My thought of the day is something that I guess may be controversial... but it's something I don't think I'll ever understand. Parents that disown their children because he/she is homosexual. I was watching "Undercover Boss" today and there was a young man on there that worked at Popeye's. He stated he had been homeless and lived under a bridge because his family kicked him out of the house because he's gay. That is so ridiculous and cruel to me! It's your child! You really are going to just abandon them because of who they love?! I don't think I'll ever understand that. Even if you are the most religiously Christian person ever...this STILL doesn't make sense. I don't think Jesus would approve of this behavior OR of any intolerance. A man that preached love and turning the other cheek would not suggest you completely disown your child and cast them into the streets to fend for themselves.

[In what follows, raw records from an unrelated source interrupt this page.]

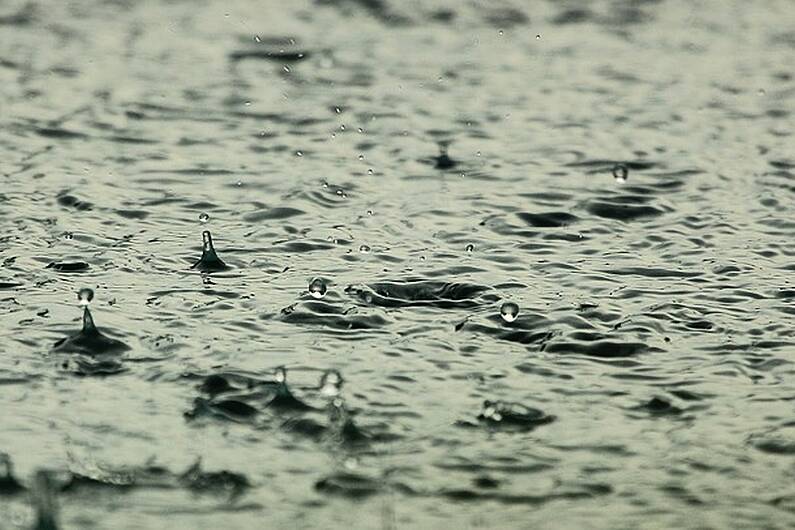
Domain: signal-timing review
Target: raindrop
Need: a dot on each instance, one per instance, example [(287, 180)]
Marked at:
[(85, 295), (509, 311), (331, 383), (317, 288), (620, 173)]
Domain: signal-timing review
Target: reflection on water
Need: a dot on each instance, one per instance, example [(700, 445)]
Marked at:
[(491, 264)]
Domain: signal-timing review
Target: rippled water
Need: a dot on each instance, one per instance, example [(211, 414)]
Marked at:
[(384, 180)]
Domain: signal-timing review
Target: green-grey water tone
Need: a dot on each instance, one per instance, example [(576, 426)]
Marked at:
[(477, 264)]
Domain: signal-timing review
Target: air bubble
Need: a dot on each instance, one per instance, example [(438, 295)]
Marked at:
[(85, 295), (620, 173), (317, 288), (509, 311)]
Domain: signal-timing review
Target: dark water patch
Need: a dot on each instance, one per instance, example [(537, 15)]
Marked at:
[(351, 485), (70, 201), (381, 10), (621, 210), (58, 133), (9, 485), (331, 316), (419, 293), (548, 219), (504, 17), (509, 417), (573, 16), (271, 214), (776, 441), (68, 266), (604, 348), (226, 483)]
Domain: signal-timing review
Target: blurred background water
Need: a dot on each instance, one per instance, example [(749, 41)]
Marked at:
[(384, 180)]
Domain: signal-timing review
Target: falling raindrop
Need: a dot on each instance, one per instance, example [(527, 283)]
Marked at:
[(317, 288), (85, 295), (620, 173), (331, 383), (509, 311)]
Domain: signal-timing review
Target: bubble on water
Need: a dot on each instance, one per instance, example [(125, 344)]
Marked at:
[(85, 295), (509, 311), (317, 288), (620, 173), (491, 411), (331, 383)]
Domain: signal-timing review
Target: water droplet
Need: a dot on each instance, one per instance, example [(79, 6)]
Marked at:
[(331, 383), (620, 173), (85, 295), (317, 288), (509, 311)]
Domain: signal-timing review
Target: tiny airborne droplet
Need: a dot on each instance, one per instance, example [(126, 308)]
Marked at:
[(509, 311), (620, 173), (317, 288)]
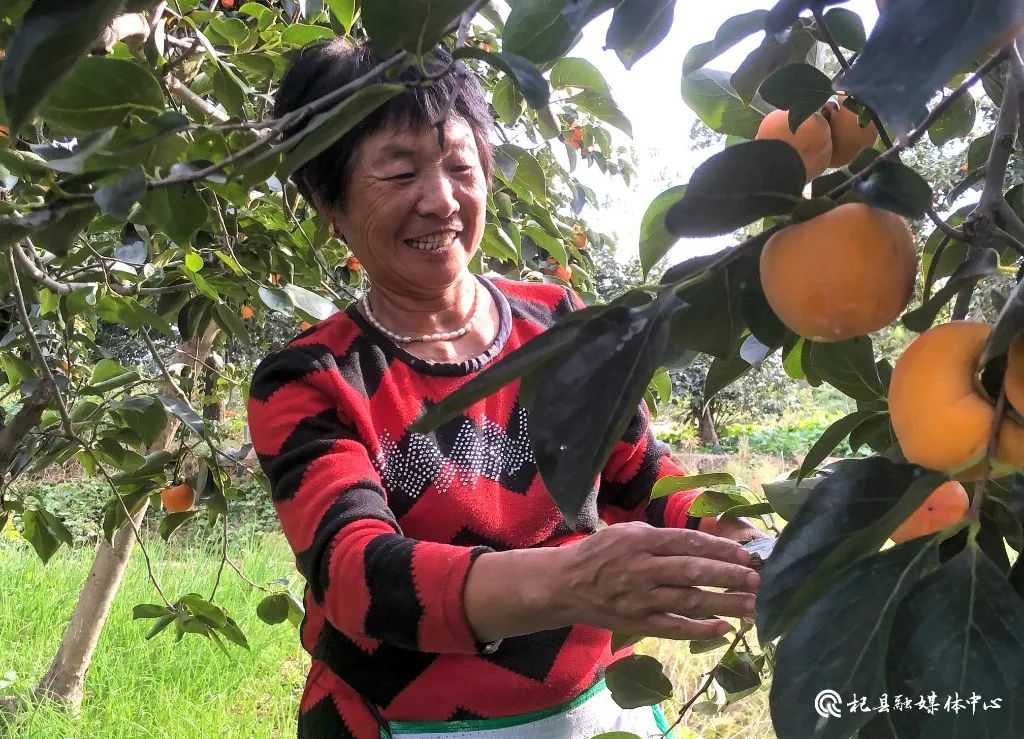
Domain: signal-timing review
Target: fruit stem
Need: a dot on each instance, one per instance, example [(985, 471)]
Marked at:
[(974, 514)]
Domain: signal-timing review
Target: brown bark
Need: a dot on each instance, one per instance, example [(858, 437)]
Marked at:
[(64, 681)]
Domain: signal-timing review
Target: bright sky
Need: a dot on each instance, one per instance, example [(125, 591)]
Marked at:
[(649, 95)]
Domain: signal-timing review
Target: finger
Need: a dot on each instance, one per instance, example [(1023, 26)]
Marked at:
[(696, 571), (679, 541), (670, 625), (696, 603)]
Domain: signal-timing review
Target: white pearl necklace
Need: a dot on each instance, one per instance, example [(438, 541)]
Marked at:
[(410, 339)]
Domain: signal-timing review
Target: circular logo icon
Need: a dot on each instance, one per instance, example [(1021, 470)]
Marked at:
[(827, 703)]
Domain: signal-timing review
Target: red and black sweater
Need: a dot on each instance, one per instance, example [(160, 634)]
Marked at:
[(385, 523)]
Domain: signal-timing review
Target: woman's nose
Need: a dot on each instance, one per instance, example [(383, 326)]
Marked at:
[(437, 197)]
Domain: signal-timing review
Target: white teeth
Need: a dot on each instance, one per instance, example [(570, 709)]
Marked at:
[(432, 242)]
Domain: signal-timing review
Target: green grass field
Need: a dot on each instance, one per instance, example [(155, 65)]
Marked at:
[(137, 689)]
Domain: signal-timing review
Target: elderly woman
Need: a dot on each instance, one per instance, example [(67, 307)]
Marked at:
[(445, 596)]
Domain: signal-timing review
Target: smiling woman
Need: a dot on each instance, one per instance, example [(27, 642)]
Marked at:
[(446, 596)]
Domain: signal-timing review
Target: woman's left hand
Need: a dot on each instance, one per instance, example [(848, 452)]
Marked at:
[(729, 527)]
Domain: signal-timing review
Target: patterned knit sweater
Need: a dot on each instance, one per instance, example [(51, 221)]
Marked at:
[(385, 523)]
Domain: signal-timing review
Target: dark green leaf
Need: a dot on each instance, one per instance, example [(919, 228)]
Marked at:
[(965, 614), (636, 681), (799, 88), (830, 438), (410, 25), (842, 641), (981, 265), (896, 79), (655, 241), (273, 608), (327, 127), (102, 91), (847, 365), (637, 27), (850, 515), (118, 198), (173, 521), (532, 86), (709, 93), (737, 186), (729, 34), (894, 186), (47, 42), (675, 483), (569, 72)]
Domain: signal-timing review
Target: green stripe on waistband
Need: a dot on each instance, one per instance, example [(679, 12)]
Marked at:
[(451, 727)]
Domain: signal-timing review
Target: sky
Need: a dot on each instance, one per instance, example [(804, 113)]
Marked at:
[(649, 95)]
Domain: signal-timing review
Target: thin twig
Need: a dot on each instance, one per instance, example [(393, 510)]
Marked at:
[(37, 350)]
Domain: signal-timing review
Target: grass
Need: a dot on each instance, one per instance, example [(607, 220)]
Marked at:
[(153, 689)]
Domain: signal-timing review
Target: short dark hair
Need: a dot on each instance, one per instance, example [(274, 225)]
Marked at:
[(326, 66)]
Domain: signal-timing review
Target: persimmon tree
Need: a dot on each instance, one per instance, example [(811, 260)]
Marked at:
[(144, 184)]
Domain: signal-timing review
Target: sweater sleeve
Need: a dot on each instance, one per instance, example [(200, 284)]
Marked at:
[(637, 462), (372, 581)]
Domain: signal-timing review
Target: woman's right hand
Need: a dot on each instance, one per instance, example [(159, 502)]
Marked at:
[(636, 578)]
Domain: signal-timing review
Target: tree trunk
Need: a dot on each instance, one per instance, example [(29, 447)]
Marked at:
[(706, 428), (64, 681)]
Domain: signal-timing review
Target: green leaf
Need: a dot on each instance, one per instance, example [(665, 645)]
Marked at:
[(847, 365), (636, 681), (787, 495), (710, 94), (830, 438), (531, 355), (637, 27), (47, 42), (851, 514), (655, 241), (982, 264), (273, 608), (150, 610), (675, 483), (173, 521), (619, 344), (411, 25), (847, 28), (603, 107), (118, 198), (315, 306), (571, 72), (893, 77), (327, 127), (532, 86), (894, 186), (102, 91), (965, 614), (841, 642), (737, 186), (956, 122), (729, 34), (799, 88)]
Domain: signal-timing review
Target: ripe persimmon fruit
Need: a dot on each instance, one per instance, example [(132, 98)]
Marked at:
[(812, 140), (844, 273), (947, 505), (177, 497), (1015, 376), (939, 410), (848, 136)]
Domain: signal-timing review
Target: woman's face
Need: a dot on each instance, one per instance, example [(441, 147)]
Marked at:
[(414, 213)]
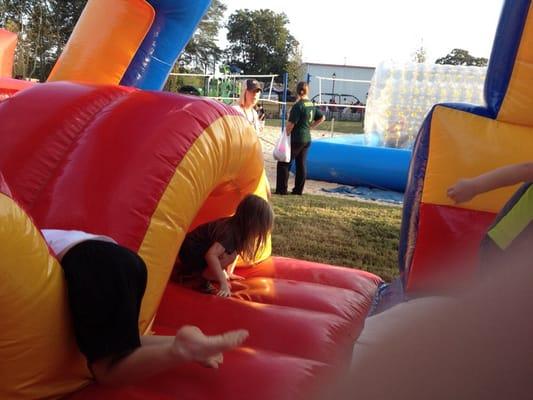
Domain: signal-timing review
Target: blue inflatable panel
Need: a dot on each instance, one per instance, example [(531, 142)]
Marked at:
[(348, 160)]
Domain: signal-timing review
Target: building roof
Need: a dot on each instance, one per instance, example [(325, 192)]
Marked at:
[(339, 65)]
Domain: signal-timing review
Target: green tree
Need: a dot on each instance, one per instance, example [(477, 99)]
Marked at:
[(260, 43), (202, 52), (420, 55), (43, 28), (462, 57)]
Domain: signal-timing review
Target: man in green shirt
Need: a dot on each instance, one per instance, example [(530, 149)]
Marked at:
[(302, 118)]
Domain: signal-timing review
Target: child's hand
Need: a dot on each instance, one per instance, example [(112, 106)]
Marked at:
[(462, 191), (225, 290)]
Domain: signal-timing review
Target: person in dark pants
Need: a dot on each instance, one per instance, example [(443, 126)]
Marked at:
[(302, 118), (105, 286)]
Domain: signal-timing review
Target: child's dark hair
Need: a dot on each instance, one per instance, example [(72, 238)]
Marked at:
[(302, 88), (253, 221)]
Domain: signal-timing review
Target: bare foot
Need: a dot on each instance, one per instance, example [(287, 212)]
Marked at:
[(192, 344)]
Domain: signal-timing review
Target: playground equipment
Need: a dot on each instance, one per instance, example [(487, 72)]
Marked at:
[(224, 86), (398, 100)]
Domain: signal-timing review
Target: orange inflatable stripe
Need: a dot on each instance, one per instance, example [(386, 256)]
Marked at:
[(100, 49), (476, 145), (8, 43), (34, 315), (230, 176), (518, 103)]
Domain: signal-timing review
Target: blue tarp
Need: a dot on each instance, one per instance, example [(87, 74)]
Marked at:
[(387, 196)]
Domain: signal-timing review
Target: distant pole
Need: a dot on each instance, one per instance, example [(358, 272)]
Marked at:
[(284, 106)]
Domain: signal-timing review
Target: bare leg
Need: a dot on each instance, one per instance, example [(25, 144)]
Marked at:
[(158, 354)]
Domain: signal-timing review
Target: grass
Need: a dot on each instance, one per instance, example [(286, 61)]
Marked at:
[(338, 127), (338, 231)]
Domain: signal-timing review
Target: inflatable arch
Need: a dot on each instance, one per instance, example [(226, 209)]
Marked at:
[(144, 167)]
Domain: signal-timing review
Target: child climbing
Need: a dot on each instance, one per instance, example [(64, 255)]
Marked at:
[(211, 250)]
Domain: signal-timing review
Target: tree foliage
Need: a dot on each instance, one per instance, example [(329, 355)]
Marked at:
[(420, 55), (462, 57), (260, 43), (43, 28), (202, 51)]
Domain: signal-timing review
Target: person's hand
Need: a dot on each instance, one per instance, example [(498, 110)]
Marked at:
[(191, 344), (463, 190), (235, 277), (225, 290)]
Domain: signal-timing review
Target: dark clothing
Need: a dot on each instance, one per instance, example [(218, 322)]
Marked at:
[(197, 242), (298, 153), (105, 284), (303, 113)]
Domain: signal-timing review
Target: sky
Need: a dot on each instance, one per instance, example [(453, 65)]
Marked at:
[(357, 32)]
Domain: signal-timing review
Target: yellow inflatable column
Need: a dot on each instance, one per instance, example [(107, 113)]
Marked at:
[(105, 40)]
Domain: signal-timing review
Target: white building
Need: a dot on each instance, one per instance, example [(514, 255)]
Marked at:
[(339, 87)]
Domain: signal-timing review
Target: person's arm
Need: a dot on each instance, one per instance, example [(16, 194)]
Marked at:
[(294, 117), (289, 128), (466, 189), (231, 269), (215, 269), (318, 122)]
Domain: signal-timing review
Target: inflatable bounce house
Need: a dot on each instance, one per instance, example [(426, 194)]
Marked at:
[(399, 98), (99, 149)]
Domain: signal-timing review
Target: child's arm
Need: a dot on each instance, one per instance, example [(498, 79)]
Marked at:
[(215, 269), (231, 268), (466, 189)]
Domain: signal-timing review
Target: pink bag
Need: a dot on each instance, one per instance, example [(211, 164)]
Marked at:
[(282, 149)]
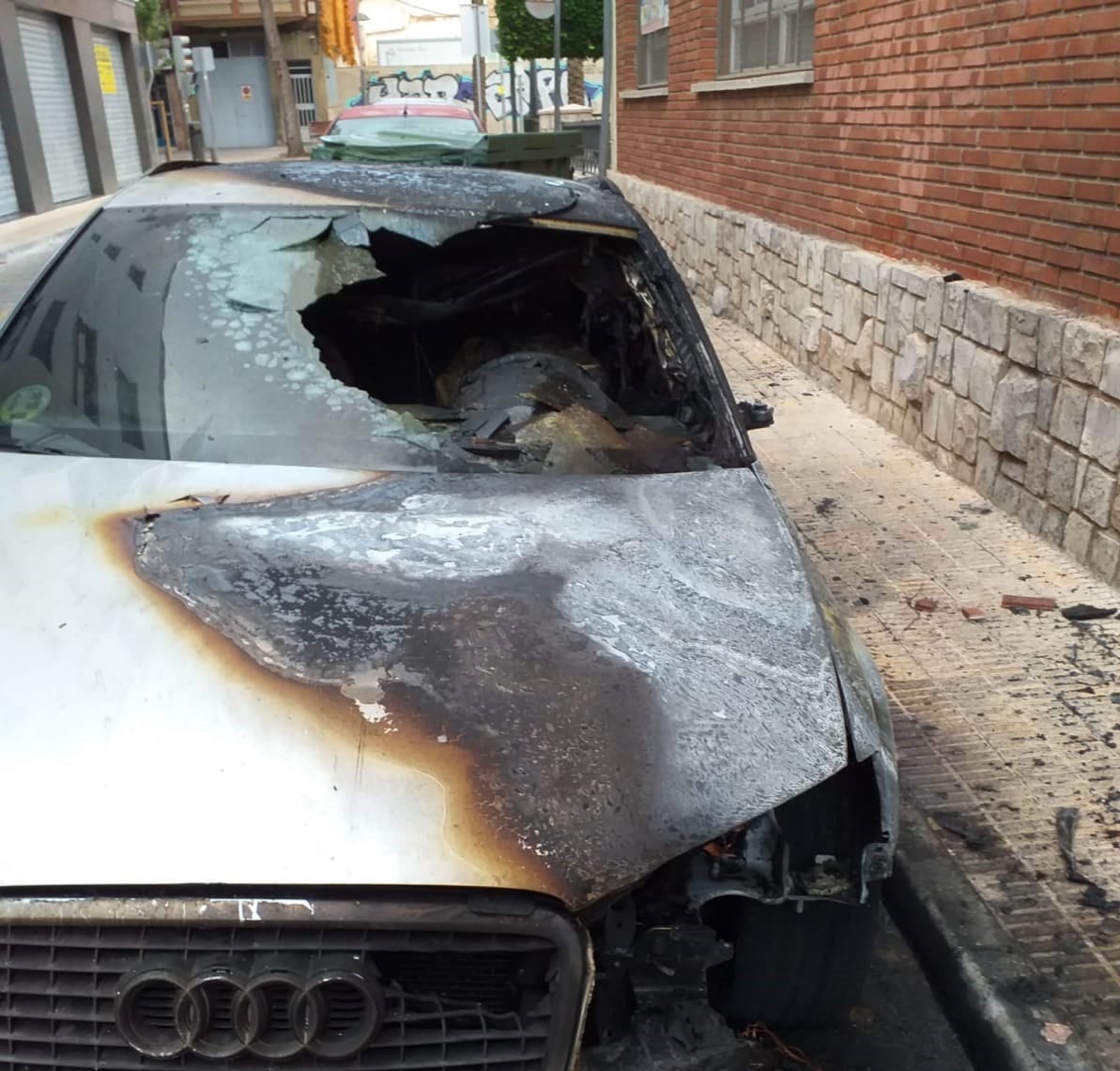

My mom and I had a conversation not too long ago where I expressed appreciation for the way she was always so open and loving with us. She made it known we could come to her with anything.. She also told both me and my brothers she would always love us and if we were gay it wasn't anything to be ashamed of and that we could tell her. She explained that what matters is how the person treats you and treats others.
I told her that now that I'm also a mother, I REALLY don't understand those who have such intolerance for the gay community. I told her that of course I didn't want my son's life to be any more difficult than anyone elses but if he ends up being gay, that will not change how I feel about him. My husband feels the same way. My mom's response was that a lot of people get upset because they'll never get to see their child marry if they're gay... my response to that is "but it doesn't have to be that way..." And it really doesn't. I think Kristen Bell said it best
As a mom, all I want is for my child to grow up happy & healthy. And gay or straight I want them to experience love. #Moms4MarriageI just want my son to be happy and loved. And as long he isn't hurting anyone... I don't have a problem. I'm hoping that gay rights will continue to increase and that in the near future those opposing gay marriage will be in the extreme minority. It's time to let people have a life of love.